- Born: June 9, 1766 Buckingham County, Virginia
- Died: October 5, 1835 (aged 69) Cook County, Illinois
- Burial place: Plainfield Township Cemetery
- Known for: Methodist minister in Illinois and Missouri
- Spouse: Susannah Webly
- Church: Methodist

Signature

= Jesse Walker (Methodist) =

American minister (1766–1835)

Jesse Walker (June 9, 1766 - October 5, 1835) was the Buckingham County, Virginia-born Methodist minister who built Missouri's first Methodist church in the predominantly French-Catholic city of St. Louis, Missouri in 1819, and the first Methodist church in Chicago, Illinois in 1831. He organized this first permanent Methodist group in Missouri at St. Louis on January 7, 1821, after previously finding 20 members in 1807. On August 10, 1821, Missouri entered the Union as the 24th state.

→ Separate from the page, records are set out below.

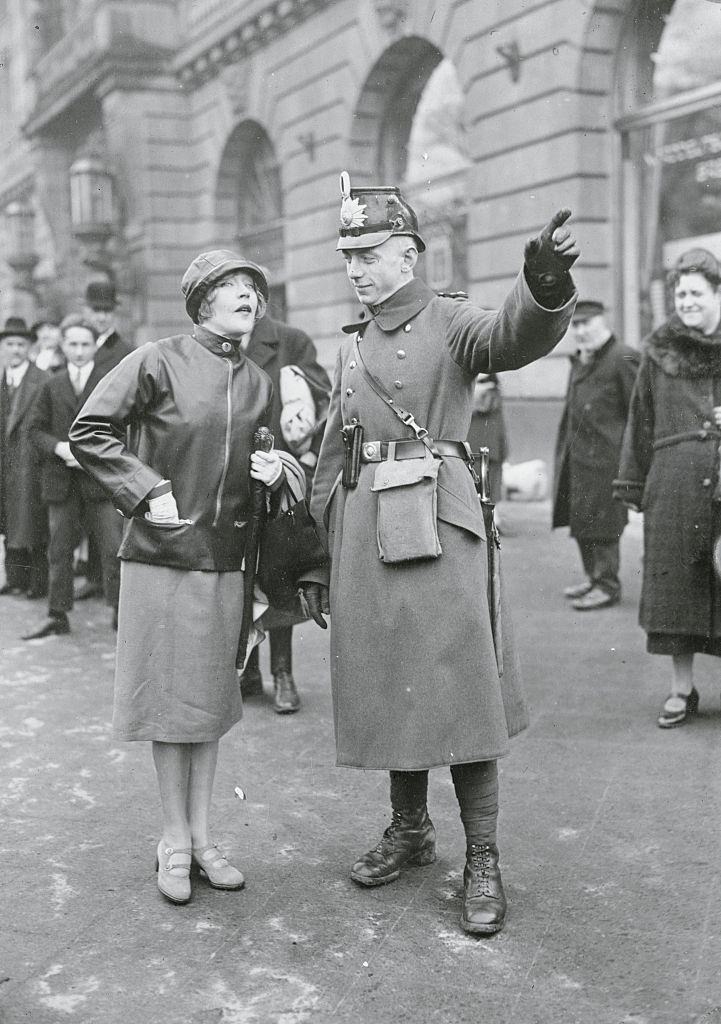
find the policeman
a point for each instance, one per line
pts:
(415, 675)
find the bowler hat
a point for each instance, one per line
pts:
(697, 261)
(100, 295)
(208, 268)
(15, 327)
(586, 308)
(370, 216)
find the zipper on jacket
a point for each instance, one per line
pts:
(226, 459)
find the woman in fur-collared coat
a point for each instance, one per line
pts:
(670, 470)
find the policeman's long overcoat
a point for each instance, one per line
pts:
(669, 468)
(23, 515)
(589, 441)
(414, 675)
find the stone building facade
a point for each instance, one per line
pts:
(134, 133)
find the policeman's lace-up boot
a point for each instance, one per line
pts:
(410, 839)
(483, 899)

In 1822, the Methodists held their annual conference in St. Louis.

== Early life ==
Walker was born into a Baptist family, but he joined the Methodist Church at the age of 10.

Walker married Susannah Webly, who was from a staunch Virginia Episcopalian family. The native Virginia couple traveled to North Carolina and then Tennessee, settling near Nashville. Walker supported his family by dressing furs and preparing deer-hides, the most common material for clothing in this era.

== Methodist ministry ==
Walker was also the founder of the Methodist Episcopal Church in Illinois and Missouri. He has been considered perhaps the Methodist Church's most pioneer frontier preacher as between 1802 and 1835 he served from Tennessee to Missouri and from Southern Illinois to Wisconsin. Walker was also instrumental in spreading Christianity to the Native Americans.

=== Illinois ===
He preached in Tennessee and Kentucky until 1806 when presiding elder William McKendree selected Walker to be the lone Methodist representative for Illinois as the previous appointee did not fill out the year, making him the fourth Methodist preacher appointed to this state.

Walker, his wife, and their two teenage daughters settled in St. Clair County, Illinois. In April 1807, he held what is thought to have been the first camp meeting in Illinois near present-day Edwardsville, Illinois. Years later in 1820, the first Methodist Conference ever held in Illinois was located at a place which became known as Shiloh, Illinois. In 1812, Walker was made presiding elder of the Illinois District which had been organized a year earlier.

=== Missouri ===
Between 1816 and 1819, Walker was moved to the Missouri District as he had previously traveled into the state in 1807 and 1809.

With little money and materials, Walker was given some Illinois trees to be used as logs for the construction of the first Methodist church in Missouri. The local Episcopalians had lost their pastor and decided to donate their pulpit and pews. This first church measured 25 by 30 feet.

=== Return to Illinois ===
In 1826 Jesse Walker established a mission at the head of Mission Creek, just three miles from the present town of Sheridan, Illinois.

Walker was sent to Peoria, Illinois, in 1828. In 1830, Walker was appointed to the Chicago Mission.

== Death ==
His wife Susannah Webly Walker died in 1832. Jesse Walker died in 1835 in Cook County, Illinois. He was buried in a pioneer cemetery. In 1850, his remains were moved to the Plainfield Township Cemetery in Plainfield, Illinois. A historical marker was erected in 1911 by the Methodist Church.